A scientific study conducted by researchers at Argentine animal-nutrition company Coneco, in conjunction with meat processing companies Quickfood/Marfrig Group, has resulted in a new category of classification for cattle, called MEJ (young intact male), Coneco announced in a news release.
Conducted at a Conecar feedlot, the study’s objective was to accelerate the production cycle, improve efficiency and increase the supply of quality meat for domestic consumption in Argentina and for export. Quickfood/Marfrig concurrently launched the MEJ Impulse program for the production of non-castrated young male cattle.
The project, which took nearly a year to complete, involved the use of different breeds of cattle, including Braford, Hereford and Holstein Argentino, which were intact males with higher rates of daily weight gain and more efficient feed conversions than castrated males.
All animals were slaughtered to study teeth to confirm age (under 24 months). The quality characteristics of the cuts obtained from intact males were comparable to those of the best steers, and their yield was superior.
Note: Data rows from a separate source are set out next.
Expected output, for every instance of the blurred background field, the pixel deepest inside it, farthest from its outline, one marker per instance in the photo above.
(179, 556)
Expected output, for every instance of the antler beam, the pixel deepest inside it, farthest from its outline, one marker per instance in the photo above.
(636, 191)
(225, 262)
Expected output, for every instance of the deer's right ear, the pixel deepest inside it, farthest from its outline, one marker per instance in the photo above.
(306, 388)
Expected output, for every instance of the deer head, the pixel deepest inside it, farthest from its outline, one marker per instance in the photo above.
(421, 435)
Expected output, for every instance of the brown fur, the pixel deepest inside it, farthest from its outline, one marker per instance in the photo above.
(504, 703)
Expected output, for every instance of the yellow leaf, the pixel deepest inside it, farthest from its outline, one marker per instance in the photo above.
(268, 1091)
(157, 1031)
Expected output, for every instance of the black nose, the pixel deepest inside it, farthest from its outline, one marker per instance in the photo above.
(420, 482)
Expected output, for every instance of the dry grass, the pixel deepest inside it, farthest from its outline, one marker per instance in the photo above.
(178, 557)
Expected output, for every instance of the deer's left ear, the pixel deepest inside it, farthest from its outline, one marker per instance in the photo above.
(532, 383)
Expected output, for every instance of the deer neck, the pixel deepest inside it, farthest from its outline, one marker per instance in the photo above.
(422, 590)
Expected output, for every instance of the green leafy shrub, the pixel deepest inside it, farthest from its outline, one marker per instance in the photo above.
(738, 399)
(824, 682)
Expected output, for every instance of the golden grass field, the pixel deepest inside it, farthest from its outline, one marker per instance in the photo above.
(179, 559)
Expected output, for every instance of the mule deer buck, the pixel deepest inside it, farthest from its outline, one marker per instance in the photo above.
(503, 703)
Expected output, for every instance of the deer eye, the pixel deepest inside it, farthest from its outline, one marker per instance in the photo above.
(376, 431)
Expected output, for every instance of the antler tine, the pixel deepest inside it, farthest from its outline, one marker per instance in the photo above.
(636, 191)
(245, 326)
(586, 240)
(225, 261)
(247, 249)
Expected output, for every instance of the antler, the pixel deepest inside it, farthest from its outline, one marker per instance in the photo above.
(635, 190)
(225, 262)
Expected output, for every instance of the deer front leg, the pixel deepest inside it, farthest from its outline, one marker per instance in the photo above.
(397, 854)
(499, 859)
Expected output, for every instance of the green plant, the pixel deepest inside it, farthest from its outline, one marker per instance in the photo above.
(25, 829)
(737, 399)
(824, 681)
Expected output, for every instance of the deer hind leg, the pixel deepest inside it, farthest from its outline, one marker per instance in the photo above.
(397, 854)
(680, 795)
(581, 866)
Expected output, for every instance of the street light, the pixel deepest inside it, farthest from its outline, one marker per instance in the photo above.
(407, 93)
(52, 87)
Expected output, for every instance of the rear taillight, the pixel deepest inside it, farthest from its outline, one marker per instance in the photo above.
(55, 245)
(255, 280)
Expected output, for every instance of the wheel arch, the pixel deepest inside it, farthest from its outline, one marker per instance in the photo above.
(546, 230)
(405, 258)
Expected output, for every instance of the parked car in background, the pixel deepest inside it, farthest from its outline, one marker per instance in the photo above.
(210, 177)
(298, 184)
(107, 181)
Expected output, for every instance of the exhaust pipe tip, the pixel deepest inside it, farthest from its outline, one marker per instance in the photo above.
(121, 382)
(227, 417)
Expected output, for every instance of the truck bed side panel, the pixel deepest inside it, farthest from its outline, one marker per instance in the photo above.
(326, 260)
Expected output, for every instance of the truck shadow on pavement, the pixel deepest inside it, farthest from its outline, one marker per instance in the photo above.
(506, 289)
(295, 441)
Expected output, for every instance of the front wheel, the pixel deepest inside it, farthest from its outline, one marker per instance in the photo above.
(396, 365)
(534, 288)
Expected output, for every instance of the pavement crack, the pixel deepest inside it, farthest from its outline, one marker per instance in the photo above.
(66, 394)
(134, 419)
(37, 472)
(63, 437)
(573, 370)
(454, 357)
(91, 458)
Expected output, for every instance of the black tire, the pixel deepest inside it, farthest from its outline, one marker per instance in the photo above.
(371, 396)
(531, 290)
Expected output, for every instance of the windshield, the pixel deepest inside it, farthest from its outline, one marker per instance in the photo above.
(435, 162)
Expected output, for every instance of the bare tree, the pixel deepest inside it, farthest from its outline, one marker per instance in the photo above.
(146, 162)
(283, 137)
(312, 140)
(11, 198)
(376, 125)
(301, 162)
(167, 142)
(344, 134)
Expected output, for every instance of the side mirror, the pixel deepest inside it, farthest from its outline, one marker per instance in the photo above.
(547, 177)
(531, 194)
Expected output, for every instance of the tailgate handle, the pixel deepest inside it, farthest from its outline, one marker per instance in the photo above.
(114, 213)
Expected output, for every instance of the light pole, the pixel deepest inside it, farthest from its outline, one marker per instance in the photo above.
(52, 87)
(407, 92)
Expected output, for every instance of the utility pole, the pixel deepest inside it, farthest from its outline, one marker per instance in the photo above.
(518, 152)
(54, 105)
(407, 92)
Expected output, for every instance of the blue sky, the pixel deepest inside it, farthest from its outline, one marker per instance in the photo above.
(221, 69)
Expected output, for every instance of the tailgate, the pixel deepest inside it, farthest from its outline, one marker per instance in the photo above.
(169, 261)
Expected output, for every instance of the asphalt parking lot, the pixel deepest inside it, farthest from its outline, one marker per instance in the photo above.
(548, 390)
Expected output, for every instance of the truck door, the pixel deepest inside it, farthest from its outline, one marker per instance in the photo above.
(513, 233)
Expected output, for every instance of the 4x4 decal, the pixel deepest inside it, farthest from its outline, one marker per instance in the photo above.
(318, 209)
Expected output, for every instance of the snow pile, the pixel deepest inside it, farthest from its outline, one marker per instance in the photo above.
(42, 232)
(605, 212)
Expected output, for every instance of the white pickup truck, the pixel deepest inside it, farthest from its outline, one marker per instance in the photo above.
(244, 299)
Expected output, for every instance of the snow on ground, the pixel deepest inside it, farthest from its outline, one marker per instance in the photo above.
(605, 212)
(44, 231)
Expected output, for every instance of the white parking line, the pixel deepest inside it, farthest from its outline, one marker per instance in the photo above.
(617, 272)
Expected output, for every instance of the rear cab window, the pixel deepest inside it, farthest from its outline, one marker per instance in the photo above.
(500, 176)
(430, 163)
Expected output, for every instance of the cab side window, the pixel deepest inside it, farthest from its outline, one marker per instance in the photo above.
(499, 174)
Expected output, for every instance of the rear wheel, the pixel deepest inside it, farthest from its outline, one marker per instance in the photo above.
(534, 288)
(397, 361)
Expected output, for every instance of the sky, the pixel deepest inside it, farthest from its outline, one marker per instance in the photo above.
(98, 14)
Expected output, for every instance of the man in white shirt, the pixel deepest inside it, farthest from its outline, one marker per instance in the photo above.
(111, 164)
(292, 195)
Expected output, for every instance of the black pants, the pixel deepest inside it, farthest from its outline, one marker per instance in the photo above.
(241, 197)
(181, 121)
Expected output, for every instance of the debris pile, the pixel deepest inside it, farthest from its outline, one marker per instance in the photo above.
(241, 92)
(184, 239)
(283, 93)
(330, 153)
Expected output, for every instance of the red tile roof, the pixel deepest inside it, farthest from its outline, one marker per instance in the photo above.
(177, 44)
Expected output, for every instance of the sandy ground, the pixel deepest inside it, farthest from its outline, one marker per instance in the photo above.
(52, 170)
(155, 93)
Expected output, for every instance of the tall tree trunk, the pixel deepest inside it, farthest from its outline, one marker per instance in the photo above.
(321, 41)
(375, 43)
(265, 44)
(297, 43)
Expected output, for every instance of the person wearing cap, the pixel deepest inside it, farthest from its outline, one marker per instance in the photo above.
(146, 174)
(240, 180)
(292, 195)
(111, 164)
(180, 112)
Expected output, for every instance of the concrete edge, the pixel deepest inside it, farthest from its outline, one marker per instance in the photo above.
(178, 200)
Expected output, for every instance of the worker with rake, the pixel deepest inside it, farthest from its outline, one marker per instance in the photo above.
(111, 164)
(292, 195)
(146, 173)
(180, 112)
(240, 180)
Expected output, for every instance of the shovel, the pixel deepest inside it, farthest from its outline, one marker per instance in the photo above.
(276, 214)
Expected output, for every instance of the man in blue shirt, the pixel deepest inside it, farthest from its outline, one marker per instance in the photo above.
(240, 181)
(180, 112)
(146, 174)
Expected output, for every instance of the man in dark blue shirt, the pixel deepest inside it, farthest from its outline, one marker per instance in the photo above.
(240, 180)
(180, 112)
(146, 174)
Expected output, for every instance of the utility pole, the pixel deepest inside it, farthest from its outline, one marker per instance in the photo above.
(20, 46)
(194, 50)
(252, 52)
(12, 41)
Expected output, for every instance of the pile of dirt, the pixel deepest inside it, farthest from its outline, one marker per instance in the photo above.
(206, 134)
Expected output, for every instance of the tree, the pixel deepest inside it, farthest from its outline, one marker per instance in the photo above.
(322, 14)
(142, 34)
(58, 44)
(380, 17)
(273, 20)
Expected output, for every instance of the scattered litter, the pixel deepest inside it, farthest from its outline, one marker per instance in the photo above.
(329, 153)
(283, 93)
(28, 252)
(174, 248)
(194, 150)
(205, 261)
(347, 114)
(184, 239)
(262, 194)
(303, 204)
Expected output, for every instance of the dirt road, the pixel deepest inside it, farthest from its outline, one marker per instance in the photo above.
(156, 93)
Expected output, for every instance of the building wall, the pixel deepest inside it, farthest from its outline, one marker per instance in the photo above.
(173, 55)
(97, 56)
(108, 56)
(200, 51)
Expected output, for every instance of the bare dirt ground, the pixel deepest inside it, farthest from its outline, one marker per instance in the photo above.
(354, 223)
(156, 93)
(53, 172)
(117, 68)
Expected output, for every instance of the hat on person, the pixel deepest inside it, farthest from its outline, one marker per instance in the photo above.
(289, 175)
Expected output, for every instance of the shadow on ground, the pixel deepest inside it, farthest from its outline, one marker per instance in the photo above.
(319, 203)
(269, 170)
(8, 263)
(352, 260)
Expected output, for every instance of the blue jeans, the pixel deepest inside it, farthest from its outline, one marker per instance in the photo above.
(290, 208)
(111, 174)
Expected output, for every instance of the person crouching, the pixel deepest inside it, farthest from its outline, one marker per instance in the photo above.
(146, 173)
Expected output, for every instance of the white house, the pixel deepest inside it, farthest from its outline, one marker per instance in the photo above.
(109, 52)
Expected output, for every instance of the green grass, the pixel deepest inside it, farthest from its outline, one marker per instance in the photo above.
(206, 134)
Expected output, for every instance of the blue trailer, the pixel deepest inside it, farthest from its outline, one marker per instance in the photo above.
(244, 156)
The creation of this category allows the use of a product in a currently untapped market of cattle, generating more meat per unit area and higher yields per unit dressing. Roberto Guercetti, president of Conecar, said this is "a great contribution to agriculture in Argentina, in a very difficult time for the industry."
Argentina’s agriculture department allowed the study after a request submitted by Quickfood/Marfrig to include the MEF category among all cattle breeds slaughtered under federal inspection.